2) Not Tuning Into Your Body’s Hunger Cues

Our bodies are pretty good at telling us what they need. Food, water, sleep, peace and quiet. The trouble is, we’ve forgotten how to listen. How often do you let yourself get hungry? And how often do you stop eating when you’re satisfied? Learn to listen to your body’s hunger and satiety signals. Imagine a scale of 1-10 where 1 is “I might fall over in a minute!” hungry, and 10 is “I actually feel a bit sick now” full. Aim to eat when you’re between 3-5, and stop eating when you’re around 7-8. 

3) Not Drinking Enough Water

We sometimes mistake hunger for thirst. The body needs a lot more water than most of us drink, and this is even more true for runners. We should all be drinking at least 3 litres of water (this doesn’t include the water in sports drinks, protein drinks, teas and coffees) every single day. Bump that amount up significantly on days you run and days which are warm and humid. Next time you feel peckish, have a large glass of water first. Wait 10 minutes. Are you still hungry? 
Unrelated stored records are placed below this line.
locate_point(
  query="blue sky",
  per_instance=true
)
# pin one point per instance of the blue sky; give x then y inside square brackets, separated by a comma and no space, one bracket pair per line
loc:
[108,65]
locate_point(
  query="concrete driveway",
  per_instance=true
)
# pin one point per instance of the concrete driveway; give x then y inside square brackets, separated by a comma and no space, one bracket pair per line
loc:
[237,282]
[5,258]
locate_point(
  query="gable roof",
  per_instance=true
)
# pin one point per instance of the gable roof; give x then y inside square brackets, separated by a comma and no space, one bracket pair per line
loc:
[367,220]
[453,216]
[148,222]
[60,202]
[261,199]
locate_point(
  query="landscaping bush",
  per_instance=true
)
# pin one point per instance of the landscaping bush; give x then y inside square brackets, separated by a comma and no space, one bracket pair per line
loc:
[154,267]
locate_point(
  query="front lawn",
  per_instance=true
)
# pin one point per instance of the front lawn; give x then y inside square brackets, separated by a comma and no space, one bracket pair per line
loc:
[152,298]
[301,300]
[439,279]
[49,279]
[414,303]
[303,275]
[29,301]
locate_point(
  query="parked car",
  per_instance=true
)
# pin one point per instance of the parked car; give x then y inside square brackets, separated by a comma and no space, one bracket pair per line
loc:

4) Snacking On Quick-Grab Items When You’re Hungry

People who successfully lose weight – and keep it off – tend to be prepared and organised when it comes to their daily nutrition. They don’t leave things to chance. They know roughly what they should be eating and when, in order to fuel up for running and to recover well afterwards. Be like them and reap the rewards. Don’t let yourself get so hungry that you grab a snack from a petrol station, corner shop or vending machine. Pack healthy snacks and have them with you in your bag, sports bag, car, desk drawer and locker. Or go one better and make/bake your own healthy snacks and treats! 

5) Eye-Balling Portion Sizes And Servings

Runners tend to be hungry people, and it’s all too easy to over-estimate portion sizes when your stomach is rumbling after a good run. There’s no need to get pedantic about serving sizes (unless you really want to dial your nutrition in to the sharpest detail). But it’s a good idea to get familiar with what a portion size really is. Look at food labels and weigh food out once in a while, just so you can really see what 50g uncooked rice or oats looks like. If in doubt, use your hand:

– a thumb-tip amount of healthy fats is a decent portion size (equivalent to about one teaspoon)

– a thumb-sized bit of cheese is roughly a 25g serving

– the small dip of your palm in a cupped hand is just enough for a serving of nuts or seeds

– your entire flat palm is a good serving size for lean meat including chicken and beef

– a closed fist or cupped hand amount is a decent serving size of uncooked rice, pasta, fruit or potato Oh, and never hold back on green vegetables and leafy greens!